Diagnosis of Fistula of Ano –
- Fistula Probe – A narrow instrument called a fistula probe is used to examine the fistulae. Examination can help detect and confirm the condition. Depending on the severity, the examination may be carried out in an outpatient setting or under anaesthesia.
- Anoscopy – An anoscopy is carried out with the help of a small, tubular instrument called an anoscope. An anoscope allows the doctor to examine the internal sections of the anal canal to confirm presence of fistula.

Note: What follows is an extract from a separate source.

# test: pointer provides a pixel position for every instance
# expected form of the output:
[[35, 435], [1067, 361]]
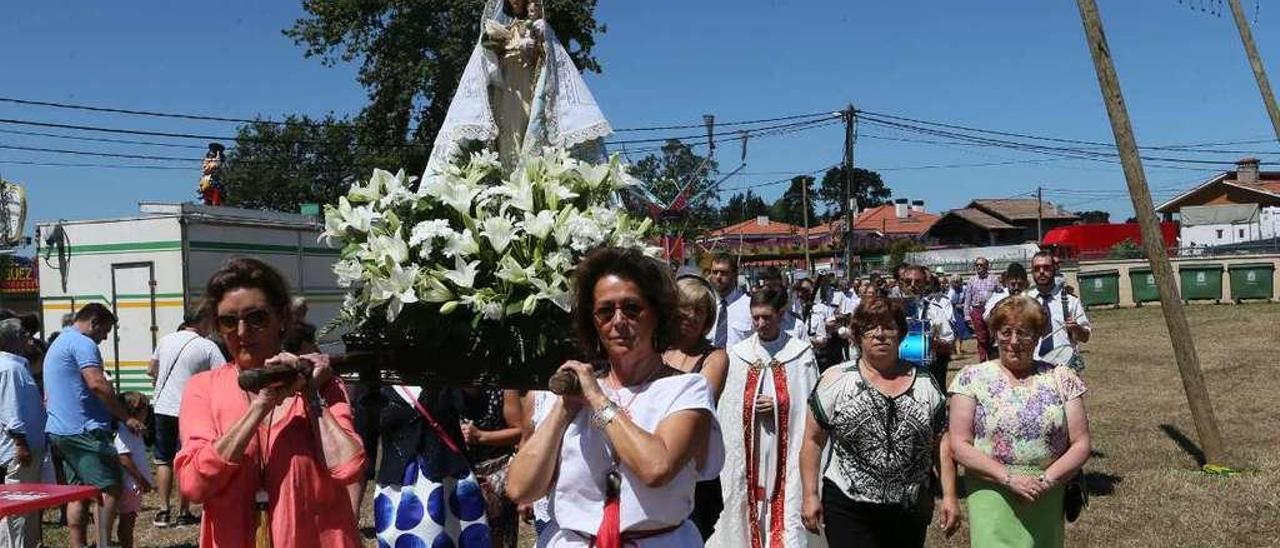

- Sigmoidoscopy – A sigmoidoscopy is performed with the help of a flexible fiber optic tube by inserting the tube into the rectum. This procedure helps examine the lower part of the large intestine.
- Imaging techniques – Imaging techniques like magnetic resonance imaging (MRI) can be used to to assess the anatomy of the fistula.
Treatment of Anal Fistula –
Minimally Invasive Anal Fistula Treatment (MAFT) Surgical procedure is carried out under general or spinal anaesthesia and involves utilizing the external opening of the fistula. Hi and complex fistulae can be managed without damaging the sphincter thus maintaining control over defecation.
Fistuloscope having various channels is inserted through the external opening to visualize the fistula tract and to localize the internal opening. A solution made of glycine mannitol (also known as irrigation solution) is then allowed to inflate and define the fistula track. This further helps localizing the internal opening of the fistula track by gently advancing the fistuloscope through the track.
Once the internal opening has been located, the Surgeon sutures the opening. The surgeon then examines the entire track for secondary fistulae or abscess cavities. In case of presence of abscess cavities and secondary fistulae, they are drained and a fulguration is performed with the help of a flexible mono-polar electrode. The damaged tissue is removed with the help of an endobrush that is passed through the fistuloscope. Internal opening is then disconnected by firing a stapler. A temporary dressing is then applied at the external opening. Patient usually gets discharged the next day and may resume work in 2 - 3 days without any need of repeated dressings.